I have a couple of guesses:
[1] zero-cross distortion - can be due to CMOS inputs or outputs whose P/N transistors don't switch "perfectly".
[2] if there is some one-sided compression (e.g. the peaks), then this acts like partial rectification which creates a subharmonic of the fundamental in addition to a 2nd harmonic.
For the latter, decreasing the amplitude to about 80% of FS should eliminate most of the subharmonic. If it's zero-cross, then making the signal smaller should make the subharmonic relatively larger.
This is the audio guy coming out in me, but are [1] and [2] the same as Crossover Distortion and Asymmetrical Clipping? If so, I don't understand how that could result in components below the fundamental. Is that something that could be modeled in MATLAB/Python/a spreadsheet? I'd be willing to try it if you have any ideas on how to model it.
Couple of questions/ideas:
What happens when you change the level of the signal generator? Does the mystery component change level too?
What happens when you change the frequency, going either lower or higher? Make sure to include frequencies that are not integer related to the sample rate.
Use a triangle wave and check that everything in monotonic and your capture routine isn't messing up a few LSBs.
Use a different generator. Even PC sounds cards should have harmonics < 80 dB down (and more likely < 90 dB), way better than a 12 bit ADC. AC couple with a decent quality film cap so you can apply a DC offset to match your ADC input.
Gold Star! I didn't even think to try my sound card. You just saved me an hour's travel time to/from the lab I've been using to perform experiments!

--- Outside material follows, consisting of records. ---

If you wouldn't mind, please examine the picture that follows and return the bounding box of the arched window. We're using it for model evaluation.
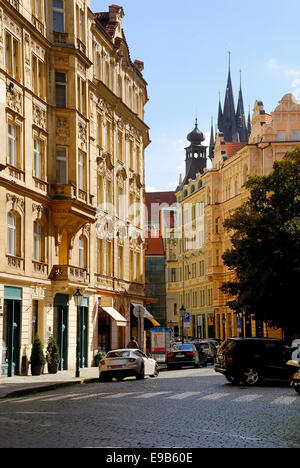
[33,221,43,262]
[7,212,18,257]
[79,236,87,268]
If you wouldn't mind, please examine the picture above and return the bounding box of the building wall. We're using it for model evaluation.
[0,0,149,375]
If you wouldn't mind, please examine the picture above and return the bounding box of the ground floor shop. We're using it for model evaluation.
[0,281,148,377]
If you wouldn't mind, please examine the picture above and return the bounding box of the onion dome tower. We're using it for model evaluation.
[177,119,207,187]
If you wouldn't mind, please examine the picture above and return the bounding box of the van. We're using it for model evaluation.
[214,338,293,385]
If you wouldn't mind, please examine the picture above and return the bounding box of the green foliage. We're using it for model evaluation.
[30,336,46,366]
[221,147,300,327]
[46,336,60,365]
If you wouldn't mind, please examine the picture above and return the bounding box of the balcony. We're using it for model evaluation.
[32,260,48,277]
[50,265,90,284]
[6,255,24,271]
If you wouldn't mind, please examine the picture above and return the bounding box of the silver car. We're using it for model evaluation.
[99,348,159,382]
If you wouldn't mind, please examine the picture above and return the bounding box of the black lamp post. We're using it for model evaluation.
[73,289,83,377]
[180,305,186,343]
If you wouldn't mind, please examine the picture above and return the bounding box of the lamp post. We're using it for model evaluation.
[73,289,83,377]
[180,305,186,343]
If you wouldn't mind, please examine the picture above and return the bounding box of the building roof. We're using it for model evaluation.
[146,236,165,255]
[225,141,247,158]
[146,192,176,224]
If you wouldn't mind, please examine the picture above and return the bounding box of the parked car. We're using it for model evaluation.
[214,338,293,385]
[194,338,219,363]
[99,348,159,382]
[167,343,207,369]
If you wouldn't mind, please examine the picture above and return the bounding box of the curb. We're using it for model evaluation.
[0,378,99,400]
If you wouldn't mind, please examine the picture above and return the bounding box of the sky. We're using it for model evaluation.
[91,0,300,191]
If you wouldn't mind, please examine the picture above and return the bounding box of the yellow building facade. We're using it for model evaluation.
[0,0,149,376]
[203,94,300,339]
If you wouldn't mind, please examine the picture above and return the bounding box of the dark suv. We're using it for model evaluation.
[214,338,293,385]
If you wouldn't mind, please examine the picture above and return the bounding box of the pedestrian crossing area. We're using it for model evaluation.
[0,390,300,408]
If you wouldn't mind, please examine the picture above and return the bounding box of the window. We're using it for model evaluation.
[33,221,42,262]
[31,0,42,19]
[5,33,20,80]
[7,213,18,257]
[79,236,87,268]
[77,77,86,114]
[55,72,67,108]
[8,124,18,167]
[56,146,68,184]
[78,151,86,190]
[53,0,65,33]
[118,246,124,279]
[33,138,43,179]
[32,55,45,98]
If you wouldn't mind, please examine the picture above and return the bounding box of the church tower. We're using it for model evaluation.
[177,119,207,190]
[218,51,249,143]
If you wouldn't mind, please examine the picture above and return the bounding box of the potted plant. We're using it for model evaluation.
[46,336,60,374]
[30,336,46,375]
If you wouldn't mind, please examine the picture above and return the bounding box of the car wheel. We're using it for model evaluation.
[136,365,145,380]
[225,374,241,385]
[243,367,263,385]
[150,364,159,377]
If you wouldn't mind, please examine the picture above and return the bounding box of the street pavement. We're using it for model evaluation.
[0,367,98,398]
[0,366,300,449]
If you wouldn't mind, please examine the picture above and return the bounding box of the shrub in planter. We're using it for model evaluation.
[30,336,46,375]
[46,336,60,374]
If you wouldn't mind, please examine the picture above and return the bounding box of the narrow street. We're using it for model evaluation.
[0,366,300,448]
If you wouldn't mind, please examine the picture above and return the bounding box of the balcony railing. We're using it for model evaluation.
[32,260,48,276]
[50,265,90,284]
[6,255,24,270]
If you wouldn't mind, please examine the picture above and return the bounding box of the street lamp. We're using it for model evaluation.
[73,289,83,377]
[179,305,186,343]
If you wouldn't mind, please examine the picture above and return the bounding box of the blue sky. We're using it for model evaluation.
[91,0,300,191]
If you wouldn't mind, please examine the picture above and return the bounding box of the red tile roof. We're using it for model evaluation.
[225,141,247,158]
[146,237,165,255]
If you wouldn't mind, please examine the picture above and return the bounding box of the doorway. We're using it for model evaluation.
[2,287,22,377]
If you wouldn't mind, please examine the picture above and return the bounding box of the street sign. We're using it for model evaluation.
[183,312,191,323]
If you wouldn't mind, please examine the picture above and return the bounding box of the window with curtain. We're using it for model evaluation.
[53,0,65,33]
[33,221,42,262]
[8,124,18,167]
[7,212,18,257]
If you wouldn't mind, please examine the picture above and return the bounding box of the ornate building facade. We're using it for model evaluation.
[0,0,149,376]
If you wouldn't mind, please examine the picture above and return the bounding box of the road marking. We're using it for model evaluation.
[133,392,171,398]
[198,393,230,400]
[70,393,109,401]
[102,392,138,399]
[42,393,86,401]
[167,392,200,400]
[271,396,299,405]
[233,393,262,403]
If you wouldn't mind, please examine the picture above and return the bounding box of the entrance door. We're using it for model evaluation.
[57,306,69,370]
[79,307,89,367]
[2,299,22,377]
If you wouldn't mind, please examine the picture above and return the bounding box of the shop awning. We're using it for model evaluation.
[131,302,160,327]
[101,307,127,327]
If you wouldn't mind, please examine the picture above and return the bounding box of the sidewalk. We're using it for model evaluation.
[0,367,98,399]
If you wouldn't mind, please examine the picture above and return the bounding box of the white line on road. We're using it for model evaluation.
[167,392,200,400]
[198,393,230,400]
[233,393,262,403]
[272,396,299,405]
[133,392,171,398]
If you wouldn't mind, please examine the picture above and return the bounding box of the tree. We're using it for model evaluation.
[221,147,300,340]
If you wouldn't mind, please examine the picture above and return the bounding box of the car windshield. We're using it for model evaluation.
[106,351,130,358]
[173,344,193,351]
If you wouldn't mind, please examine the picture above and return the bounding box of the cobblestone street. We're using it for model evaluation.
[0,367,300,448]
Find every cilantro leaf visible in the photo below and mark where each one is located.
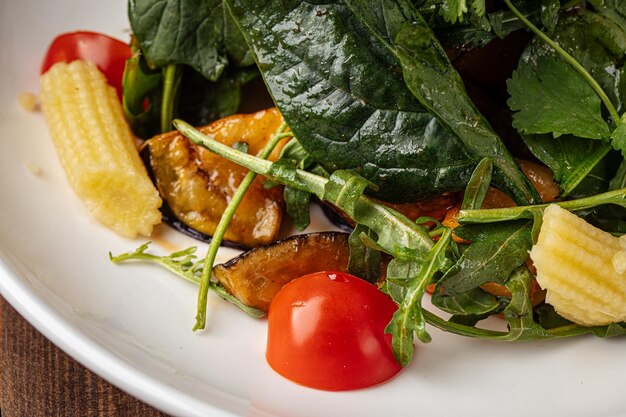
[507,56,610,139]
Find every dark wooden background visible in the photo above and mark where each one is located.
[0,297,167,417]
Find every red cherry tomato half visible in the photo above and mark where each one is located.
[266,272,402,391]
[41,32,131,97]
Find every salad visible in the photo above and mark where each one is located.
[37,0,626,389]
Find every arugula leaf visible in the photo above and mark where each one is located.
[128,0,253,81]
[431,288,501,316]
[348,224,382,284]
[436,220,533,295]
[507,56,610,139]
[385,228,452,366]
[521,8,626,113]
[109,242,265,318]
[228,0,476,201]
[504,266,551,341]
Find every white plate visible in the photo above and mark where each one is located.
[0,0,626,417]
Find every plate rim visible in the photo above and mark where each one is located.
[0,254,238,417]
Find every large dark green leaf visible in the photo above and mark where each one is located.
[437,220,532,295]
[128,0,253,81]
[229,0,540,201]
[396,16,539,204]
[224,0,477,200]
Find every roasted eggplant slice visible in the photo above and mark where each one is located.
[148,109,285,247]
[213,232,349,312]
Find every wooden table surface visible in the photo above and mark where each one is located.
[0,297,166,417]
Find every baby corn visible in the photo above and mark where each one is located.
[530,205,626,326]
[41,61,161,237]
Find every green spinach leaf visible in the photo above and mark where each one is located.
[461,158,493,210]
[507,56,611,139]
[522,134,612,197]
[128,0,253,81]
[396,20,540,204]
[224,0,488,201]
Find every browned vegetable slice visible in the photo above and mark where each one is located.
[148,109,285,247]
[213,232,349,311]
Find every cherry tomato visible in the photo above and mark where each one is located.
[41,32,131,97]
[266,272,402,391]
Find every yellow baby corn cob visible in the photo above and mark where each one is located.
[41,61,161,237]
[530,205,626,326]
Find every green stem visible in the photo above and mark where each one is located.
[174,120,434,264]
[173,119,328,198]
[458,188,626,224]
[161,64,181,133]
[504,0,621,126]
[191,122,287,331]
[561,144,613,197]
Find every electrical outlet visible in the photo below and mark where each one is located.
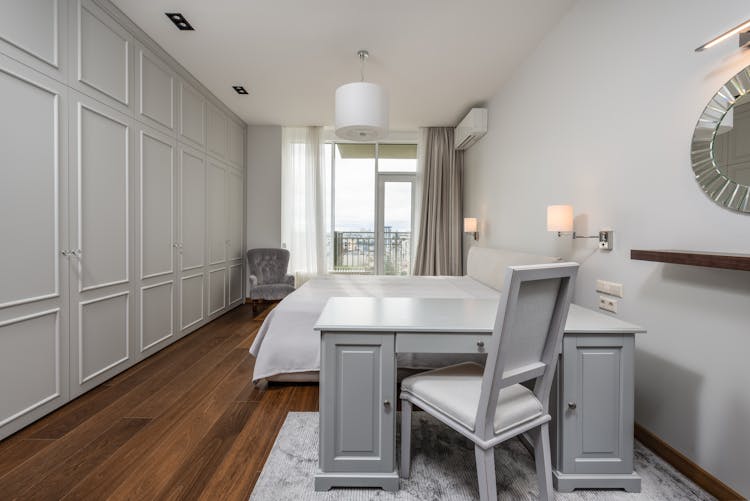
[596,280,625,297]
[599,296,617,313]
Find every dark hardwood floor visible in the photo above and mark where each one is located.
[0,305,318,500]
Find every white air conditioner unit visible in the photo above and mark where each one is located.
[454,108,487,150]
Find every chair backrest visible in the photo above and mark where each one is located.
[247,249,289,285]
[476,263,578,437]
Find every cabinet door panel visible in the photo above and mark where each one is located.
[180,82,206,148]
[138,130,176,278]
[0,60,63,308]
[0,0,66,77]
[208,268,227,316]
[76,0,132,108]
[180,148,206,271]
[0,308,63,430]
[226,169,244,260]
[137,48,175,130]
[208,160,228,264]
[560,335,633,474]
[77,102,130,291]
[78,292,130,384]
[140,280,174,352]
[0,56,69,439]
[320,333,395,473]
[180,272,204,330]
[206,104,229,159]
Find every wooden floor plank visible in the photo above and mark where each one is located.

I absolutely need to try varying the input signal conditions.
Cheers!
Google parametric oscillation and subharmonic oscillation. It's a thing. I suspect it's not what you're seeing, and I'd look for other things first -- but who knows? -60dBc means that it doesn't have to be a big effect causing it.

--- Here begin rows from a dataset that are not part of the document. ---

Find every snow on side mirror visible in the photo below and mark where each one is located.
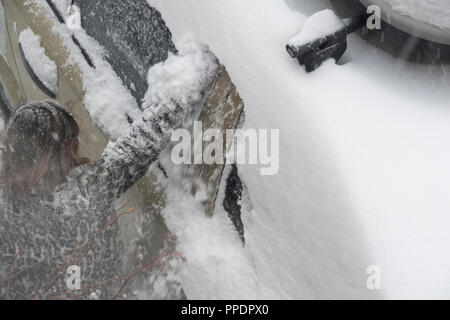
[286,9,367,72]
[19,28,58,99]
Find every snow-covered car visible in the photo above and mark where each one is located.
[0,0,248,299]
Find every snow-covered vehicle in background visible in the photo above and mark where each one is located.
[0,0,248,299]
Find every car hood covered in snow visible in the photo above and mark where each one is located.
[149,0,450,298]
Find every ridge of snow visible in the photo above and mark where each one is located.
[27,0,142,139]
[19,28,58,94]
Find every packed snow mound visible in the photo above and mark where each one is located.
[381,0,450,29]
[143,36,218,112]
[288,9,344,47]
[19,28,58,93]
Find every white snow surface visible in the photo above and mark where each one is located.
[19,28,58,94]
[0,1,8,62]
[148,0,450,299]
[288,9,344,47]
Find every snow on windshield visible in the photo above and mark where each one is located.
[0,1,8,62]
[381,0,450,29]
[30,0,141,138]
[19,28,58,93]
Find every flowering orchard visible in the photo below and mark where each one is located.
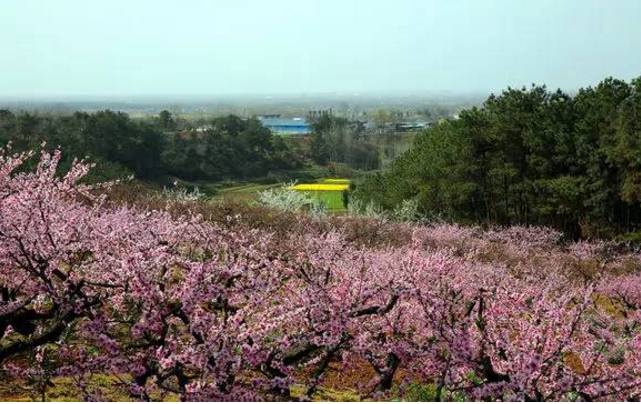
[0,151,641,400]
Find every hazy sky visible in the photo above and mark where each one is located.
[0,0,641,97]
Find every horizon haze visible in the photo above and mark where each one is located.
[0,0,641,100]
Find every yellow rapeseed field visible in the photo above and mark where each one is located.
[321,178,350,184]
[290,184,349,191]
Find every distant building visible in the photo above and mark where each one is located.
[258,116,312,135]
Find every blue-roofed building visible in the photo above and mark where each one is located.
[258,116,312,135]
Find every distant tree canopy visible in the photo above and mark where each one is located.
[357,78,641,237]
[163,115,302,180]
[308,113,380,170]
[0,110,301,180]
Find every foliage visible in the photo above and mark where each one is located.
[0,151,641,401]
[258,184,325,214]
[357,78,641,237]
[308,112,380,170]
[0,110,302,182]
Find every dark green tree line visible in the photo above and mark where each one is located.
[358,78,641,236]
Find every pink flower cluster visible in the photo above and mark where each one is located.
[0,151,641,400]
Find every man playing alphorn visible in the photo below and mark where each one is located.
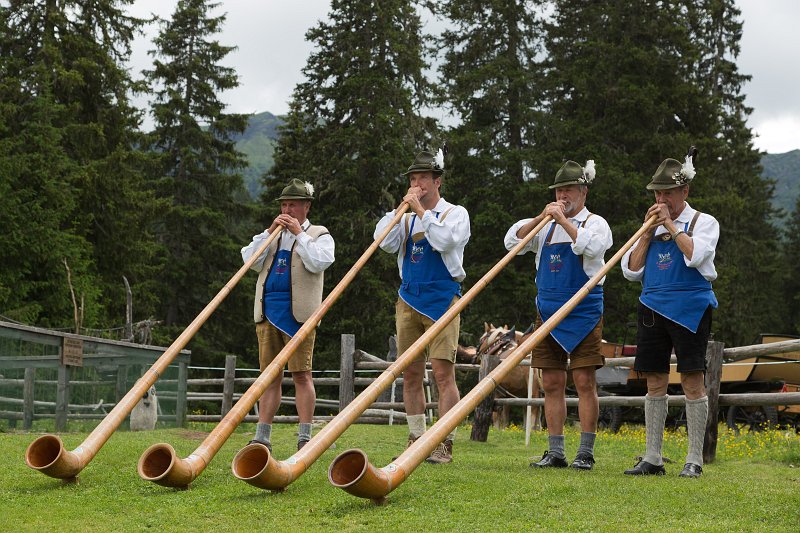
[505,160,612,470]
[242,179,335,452]
[622,151,719,478]
[375,150,470,463]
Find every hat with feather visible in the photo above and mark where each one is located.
[550,159,595,189]
[647,146,697,191]
[403,144,447,176]
[278,178,314,201]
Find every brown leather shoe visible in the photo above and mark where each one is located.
[425,439,453,465]
[392,434,419,461]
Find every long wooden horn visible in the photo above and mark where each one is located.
[328,215,657,503]
[232,216,552,491]
[25,230,280,480]
[138,202,408,488]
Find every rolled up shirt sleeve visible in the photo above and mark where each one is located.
[295,232,336,274]
[503,218,539,255]
[683,214,719,272]
[422,206,470,254]
[241,230,269,272]
[372,209,405,253]
[571,216,613,259]
[620,241,644,281]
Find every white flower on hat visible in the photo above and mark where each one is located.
[433,148,444,170]
[578,159,595,185]
[681,155,696,183]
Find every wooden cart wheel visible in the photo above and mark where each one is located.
[726,405,778,435]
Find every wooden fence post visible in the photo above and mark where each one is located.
[116,365,128,402]
[339,333,356,413]
[220,355,236,416]
[378,335,402,402]
[56,365,70,433]
[22,368,36,430]
[703,341,725,463]
[469,354,500,442]
[175,363,189,427]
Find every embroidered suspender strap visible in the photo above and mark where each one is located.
[686,211,700,237]
[544,213,594,245]
[400,206,456,253]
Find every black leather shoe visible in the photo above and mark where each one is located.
[247,439,272,454]
[569,452,594,470]
[678,463,703,477]
[625,460,667,476]
[531,451,567,468]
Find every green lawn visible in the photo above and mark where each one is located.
[0,425,800,532]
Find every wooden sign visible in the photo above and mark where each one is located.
[61,337,83,366]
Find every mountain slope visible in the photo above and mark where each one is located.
[761,150,800,221]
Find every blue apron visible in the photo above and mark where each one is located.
[536,218,603,353]
[264,250,302,337]
[639,218,718,333]
[398,214,461,322]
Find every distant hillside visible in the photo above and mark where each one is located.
[231,112,283,198]
[761,150,800,225]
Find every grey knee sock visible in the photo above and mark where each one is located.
[297,422,311,440]
[643,394,669,466]
[578,431,597,456]
[253,422,272,443]
[547,435,567,459]
[406,413,425,438]
[686,396,708,466]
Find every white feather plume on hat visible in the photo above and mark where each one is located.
[581,159,595,185]
[433,148,444,170]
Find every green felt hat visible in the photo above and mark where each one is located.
[278,178,314,201]
[403,150,444,176]
[647,156,695,191]
[549,159,595,189]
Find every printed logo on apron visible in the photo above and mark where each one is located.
[536,217,603,353]
[639,212,717,333]
[398,214,461,320]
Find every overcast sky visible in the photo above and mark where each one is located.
[126,0,800,153]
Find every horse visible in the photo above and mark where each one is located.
[457,322,542,430]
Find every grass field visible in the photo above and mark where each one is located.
[0,425,800,532]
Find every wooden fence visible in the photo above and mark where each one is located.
[0,321,190,432]
[0,316,800,462]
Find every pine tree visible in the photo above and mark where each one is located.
[685,0,791,345]
[436,0,547,342]
[0,0,155,325]
[535,0,702,340]
[146,0,254,360]
[781,198,800,335]
[536,0,777,345]
[274,0,436,361]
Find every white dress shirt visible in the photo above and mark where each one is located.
[242,219,335,274]
[503,207,613,285]
[373,198,470,282]
[621,202,719,281]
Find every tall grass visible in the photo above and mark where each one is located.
[0,425,800,532]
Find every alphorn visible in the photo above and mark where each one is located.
[137,202,408,488]
[328,215,657,504]
[231,215,552,491]
[25,230,280,480]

And watch this video. Because it's fun, even if the lead-in is too slow (I've fixed that on later videos).
Thanks Tim! I'll be sure to re-watch it, it's good of you to put these videos together.
Hello dszabo. Good for you NOT ignoring an anomaly that you could have just as well ignored. I wonder, does the unwanted 500 Hz spectral component appear at different A/D sample rates? If so, my first guess would be that your analog 1000 Hz input is slightly distorted and it also contains a low-level 500 Hz spec component.
You might set your Fs sample rate to 200 Hz (undersampling) and locate and identify that unwanted aliased "originally 500 Hz" spectral component. Then change your Fs sample rate to 300 Hz and again locate and identify that unwanted aliased "originally 500 Hz" spectral component. At those two undersampling sample rates did the frequency of that "originally 500 Hz" spectral component change? If so, then I believe the "originally 500 Hz" spectral component exists in your analog signal and is not being generated by your A/D converter.
Also, I wonder if your SRS signal generator is an analog generator or is it a direct digital synthesizer (DDS) signal generator. I ask that because months ago I saw an article where a DDS signal generator was supposed to output a 50 MHz sine wave, but that 50 MHz sine wave was contaminated by an unexplained 25 MHz subharmonic sine wave. I e-mailed the article's author but he was unable to explain the existence of the unwanted 25 MHz spec component in his DDS analog output. Check out Figure 4 at:
http://www.edn.com/design/test-and-measurement/444...
Rick, that's a great idea to try the undersampling to isolate the anomaly, I'll be sure to give it a try! That's fascinating that the AD DDS could have a similar sub-harmonic like that, I've always held AD in high regard (just maybe SRS does too?)... I suppose it would at least be reasonable to hypothesize that it could be a component of the analog signal.
Changing the source frequency, both by a bit and by a lot may also be informative.